The company said the unit has been hurt by weak demand from other group subsidiaries, difficulties selling in the Turkish market because of President Recep Tayyip Erdogan's boycott of trade with Israel, and limited success selling outside Israel. Hamat also faces intense competition from cheap imports from the Far East and pressure from the real estate slowdown and lower apartment sales.
The plant is expected to close soon, and most of the workers in Turkey will be dismissed. Hamat estimates severance costs at 1.7 million shekels, and says that once the shutdown is completed, the remaining ongoing expenses tied to this activity should be immaterial.
At the same time, Hamat is considering options for its assets in Turkey, including a sale of the business as a whole, or separate sales of the plant, the land under it, and the machines and equipment. As of March 31, 2026, the machines and equipment were booked at 53.5 million shekels. Hamat expects to record an impairment on part of that equipment, but cannot yet estimate the size; the land and plant, excluding equipment, are carried at about 28.8 million shekels, while an external valuation in December 2025 put them at 97 million shekels.

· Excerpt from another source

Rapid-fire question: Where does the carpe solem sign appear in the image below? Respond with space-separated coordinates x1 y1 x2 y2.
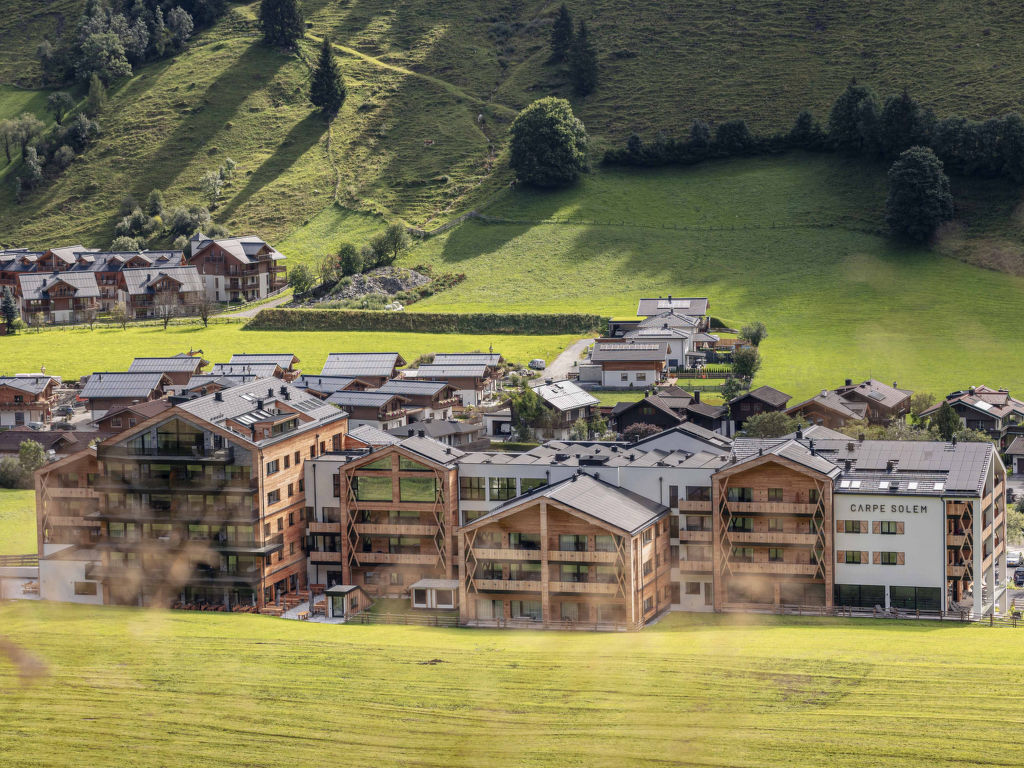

Hamat said the move affects only sanitary ware production in Turkey and that it will continue operating in the sector by finding alternative manufacturers, which it expects to be cheaper than in-house production and to improve profitability. The company, valued at 570 million shekels, is led by CEO and controlling shareholder Yoav Golan. It ended 2025 with sales of 954 million shekels and net profit of 30 million shekels, after more than 1 billion shekels in revenue in 2022. In the first quarter of 2026, sales fell 7% to 223 million shekels and net profit dropped 32% to 6 million shekels.